For instance I feel exim to be easiest to configure, posfix or qmail a bit harder, but they are faster, and sendmail being last choice for being ultra-slow and its black-art configuration.

Be very careful - disconnect hacked machine from network, and never ever use it to log in to normal machines, copy its disk for future reference, and extract only few necessary files from it.
cpwilsonAuthor Commented:
Probably simple for someone who understands it. Me, just the idiot they have made responsible and have no clue with this one.

Is there a way to fix this without going to new machine (not budgeted for that until sometime next year).

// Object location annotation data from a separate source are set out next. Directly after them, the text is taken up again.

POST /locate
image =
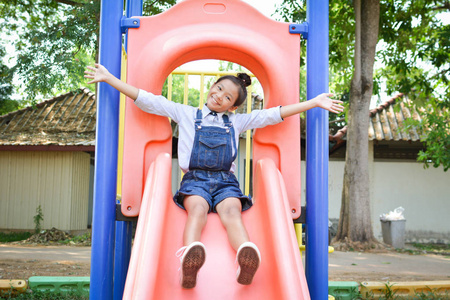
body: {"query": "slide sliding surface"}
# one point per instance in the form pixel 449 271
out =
pixel 154 269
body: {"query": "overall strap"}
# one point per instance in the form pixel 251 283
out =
pixel 198 119
pixel 229 126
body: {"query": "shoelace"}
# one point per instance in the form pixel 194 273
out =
pixel 180 252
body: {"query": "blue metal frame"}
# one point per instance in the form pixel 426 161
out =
pixel 317 152
pixel 104 214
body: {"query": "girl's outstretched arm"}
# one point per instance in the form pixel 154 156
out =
pixel 100 74
pixel 322 101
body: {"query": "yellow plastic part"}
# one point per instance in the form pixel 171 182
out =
pixel 301 247
pixel 12 286
pixel 375 289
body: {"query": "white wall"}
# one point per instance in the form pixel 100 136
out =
pixel 423 193
pixel 57 181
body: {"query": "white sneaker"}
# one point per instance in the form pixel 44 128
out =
pixel 192 258
pixel 249 259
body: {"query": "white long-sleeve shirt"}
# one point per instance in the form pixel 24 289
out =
pixel 185 116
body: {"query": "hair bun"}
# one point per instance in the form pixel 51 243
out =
pixel 246 80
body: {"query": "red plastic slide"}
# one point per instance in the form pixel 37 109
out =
pixel 154 269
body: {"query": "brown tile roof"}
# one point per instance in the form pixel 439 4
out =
pixel 386 123
pixel 66 120
pixel 387 120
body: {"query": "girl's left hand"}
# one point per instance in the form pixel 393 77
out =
pixel 324 101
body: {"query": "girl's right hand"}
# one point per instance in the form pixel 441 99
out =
pixel 98 74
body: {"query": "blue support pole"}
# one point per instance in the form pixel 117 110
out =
pixel 317 152
pixel 124 229
pixel 122 254
pixel 103 227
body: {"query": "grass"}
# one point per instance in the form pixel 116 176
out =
pixel 45 295
pixel 14 236
pixel 433 248
pixel 84 239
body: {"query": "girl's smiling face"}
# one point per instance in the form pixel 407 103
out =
pixel 222 96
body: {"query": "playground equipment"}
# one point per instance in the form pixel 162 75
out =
pixel 191 30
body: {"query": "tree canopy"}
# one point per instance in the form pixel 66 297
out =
pixel 413 57
pixel 55 40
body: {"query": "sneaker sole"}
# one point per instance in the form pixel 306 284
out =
pixel 248 261
pixel 192 263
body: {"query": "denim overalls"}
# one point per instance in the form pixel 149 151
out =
pixel 209 173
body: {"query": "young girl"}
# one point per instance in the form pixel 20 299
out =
pixel 207 148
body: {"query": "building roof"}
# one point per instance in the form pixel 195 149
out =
pixel 387 120
pixel 66 120
pixel 386 124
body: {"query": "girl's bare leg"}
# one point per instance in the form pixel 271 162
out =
pixel 229 211
pixel 197 210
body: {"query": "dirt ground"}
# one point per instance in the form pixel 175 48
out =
pixel 24 269
pixel 22 262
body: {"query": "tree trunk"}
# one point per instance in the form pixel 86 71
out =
pixel 355 218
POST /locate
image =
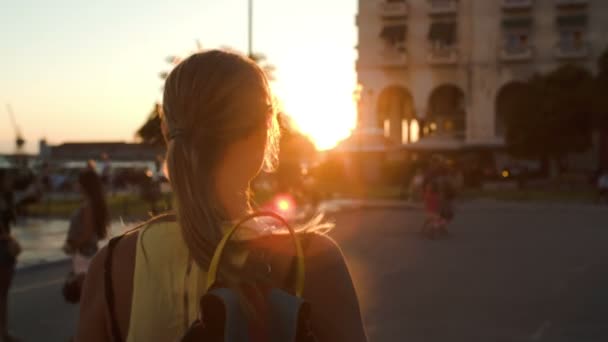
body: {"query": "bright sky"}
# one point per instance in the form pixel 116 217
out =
pixel 88 70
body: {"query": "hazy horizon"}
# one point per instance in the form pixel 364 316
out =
pixel 89 72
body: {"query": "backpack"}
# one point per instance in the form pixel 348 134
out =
pixel 282 314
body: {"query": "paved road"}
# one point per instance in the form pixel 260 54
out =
pixel 509 273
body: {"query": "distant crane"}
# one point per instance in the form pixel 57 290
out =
pixel 19 140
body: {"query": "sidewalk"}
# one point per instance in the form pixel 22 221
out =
pixel 42 240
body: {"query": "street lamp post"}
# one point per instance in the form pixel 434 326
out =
pixel 250 30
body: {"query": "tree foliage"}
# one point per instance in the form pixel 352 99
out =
pixel 552 117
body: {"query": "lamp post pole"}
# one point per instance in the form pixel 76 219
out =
pixel 250 30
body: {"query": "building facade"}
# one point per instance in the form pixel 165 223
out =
pixel 446 68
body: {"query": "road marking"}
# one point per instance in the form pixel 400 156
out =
pixel 37 286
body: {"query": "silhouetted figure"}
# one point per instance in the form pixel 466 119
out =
pixel 7 251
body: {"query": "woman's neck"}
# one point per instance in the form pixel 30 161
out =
pixel 233 197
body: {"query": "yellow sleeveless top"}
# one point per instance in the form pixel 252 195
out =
pixel 166 285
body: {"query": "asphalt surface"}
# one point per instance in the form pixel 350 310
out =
pixel 508 273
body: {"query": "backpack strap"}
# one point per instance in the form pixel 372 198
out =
pixel 109 289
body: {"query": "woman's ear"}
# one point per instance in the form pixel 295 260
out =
pixel 164 128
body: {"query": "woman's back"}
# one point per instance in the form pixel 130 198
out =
pixel 221 129
pixel 157 289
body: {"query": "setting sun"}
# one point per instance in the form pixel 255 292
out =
pixel 319 98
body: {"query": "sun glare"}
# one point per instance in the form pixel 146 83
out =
pixel 320 101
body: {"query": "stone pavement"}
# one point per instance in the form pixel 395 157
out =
pixel 509 273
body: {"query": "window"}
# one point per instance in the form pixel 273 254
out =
pixel 571 40
pixel 394 34
pixel 387 128
pixel 516 41
pixel 442 35
pixel 405 131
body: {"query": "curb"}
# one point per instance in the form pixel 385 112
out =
pixel 354 205
pixel 41 264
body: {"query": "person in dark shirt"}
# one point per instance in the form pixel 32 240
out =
pixel 7 257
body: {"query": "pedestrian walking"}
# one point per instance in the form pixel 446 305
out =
pixel 9 250
pixel 88 225
pixel 167 279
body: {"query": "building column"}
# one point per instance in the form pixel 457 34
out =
pixel 367 109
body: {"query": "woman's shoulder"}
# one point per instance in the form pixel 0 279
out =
pixel 315 245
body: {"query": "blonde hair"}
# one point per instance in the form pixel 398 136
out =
pixel 211 100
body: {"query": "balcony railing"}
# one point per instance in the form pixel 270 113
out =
pixel 572 51
pixel 394 56
pixel 517 4
pixel 516 54
pixel 440 7
pixel 443 56
pixel 393 9
pixel 571 2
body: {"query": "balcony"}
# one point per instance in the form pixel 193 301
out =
pixel 516 53
pixel 517 4
pixel 394 56
pixel 393 9
pixel 567 3
pixel 442 7
pixel 443 56
pixel 572 50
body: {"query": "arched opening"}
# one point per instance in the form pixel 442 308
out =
pixel 396 115
pixel 446 114
pixel 508 100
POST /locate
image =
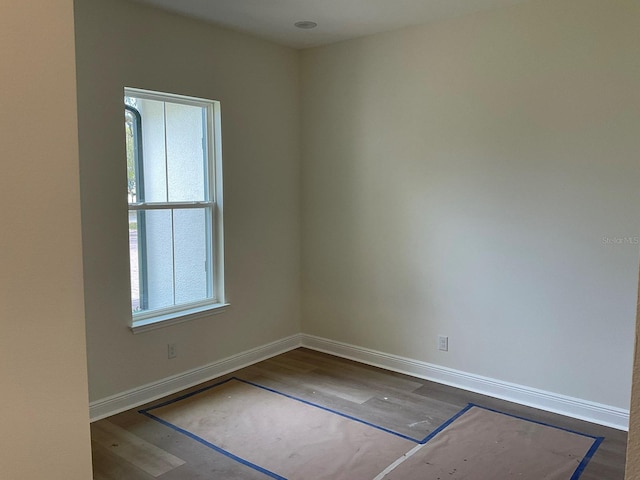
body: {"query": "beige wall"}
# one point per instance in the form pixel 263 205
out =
pixel 633 443
pixel 44 414
pixel 459 179
pixel 126 44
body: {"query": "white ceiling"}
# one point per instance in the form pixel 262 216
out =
pixel 337 19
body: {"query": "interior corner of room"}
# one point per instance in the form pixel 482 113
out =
pixel 475 179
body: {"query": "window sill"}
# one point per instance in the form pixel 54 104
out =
pixel 161 321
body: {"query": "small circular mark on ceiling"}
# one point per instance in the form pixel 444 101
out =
pixel 306 24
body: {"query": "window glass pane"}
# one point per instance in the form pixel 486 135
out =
pixel 190 255
pixel 158 243
pixel 154 158
pixel 130 130
pixel 185 153
pixel 134 259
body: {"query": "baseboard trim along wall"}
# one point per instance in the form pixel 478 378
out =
pixel 153 391
pixel 552 402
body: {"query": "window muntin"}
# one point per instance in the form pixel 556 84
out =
pixel 174 194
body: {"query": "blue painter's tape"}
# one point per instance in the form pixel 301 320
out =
pixel 578 472
pixel 214 447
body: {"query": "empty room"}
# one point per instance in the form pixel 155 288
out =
pixel 398 240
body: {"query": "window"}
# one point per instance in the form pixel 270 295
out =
pixel 174 190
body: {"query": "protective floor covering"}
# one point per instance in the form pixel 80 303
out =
pixel 288 438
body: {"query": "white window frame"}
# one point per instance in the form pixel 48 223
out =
pixel 152 319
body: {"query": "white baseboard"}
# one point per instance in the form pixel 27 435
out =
pixel 147 393
pixel 572 407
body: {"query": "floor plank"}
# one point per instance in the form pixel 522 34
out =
pixel 398 402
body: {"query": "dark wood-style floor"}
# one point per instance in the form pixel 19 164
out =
pixel 130 446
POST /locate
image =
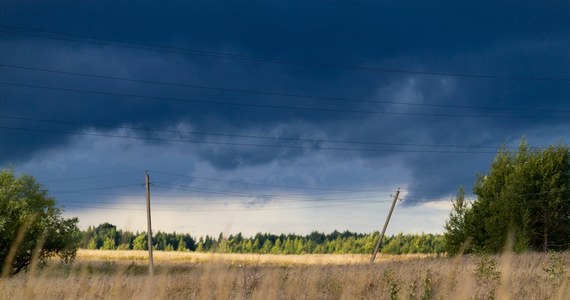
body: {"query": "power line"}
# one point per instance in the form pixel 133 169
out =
pixel 96 189
pixel 250 58
pixel 263 184
pixel 272 93
pixel 228 210
pixel 280 107
pixel 91 177
pixel 146 129
pixel 239 144
pixel 232 193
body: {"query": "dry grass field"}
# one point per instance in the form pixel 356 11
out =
pixel 123 275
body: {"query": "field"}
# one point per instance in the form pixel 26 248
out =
pixel 102 274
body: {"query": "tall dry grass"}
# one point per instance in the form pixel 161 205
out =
pixel 123 275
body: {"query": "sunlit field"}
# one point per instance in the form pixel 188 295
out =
pixel 99 274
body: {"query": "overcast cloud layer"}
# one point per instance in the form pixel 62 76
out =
pixel 275 115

I see in Webmin that posfix or qmail can be installed, but not sure what is needed.

What I am (hopefully) looking for is a quick fix that can be used to at least start receiving email again, and will deal with the possible security issues after.
"mail sendmail[173]: j689evj00173: Losing ./qfj689euj00173: savemail panic SYSERR(toor): savemail: cannot save rejected email anywhere: no such"
probably means that disk is getting bad

Basically I suggest you read this:
 (3 days maximum - was 1 day for me)
and in the meantime
* get new machine ( not new but with new big disks and good (Intel or 3com or any gigabit) netcard)
* install FreeBSD 5.4
* read exim manual from
* install exim from FreeBSD ports
* adjust config and make it work in place of sendmail
* tell here in what form is your user databases
( next week )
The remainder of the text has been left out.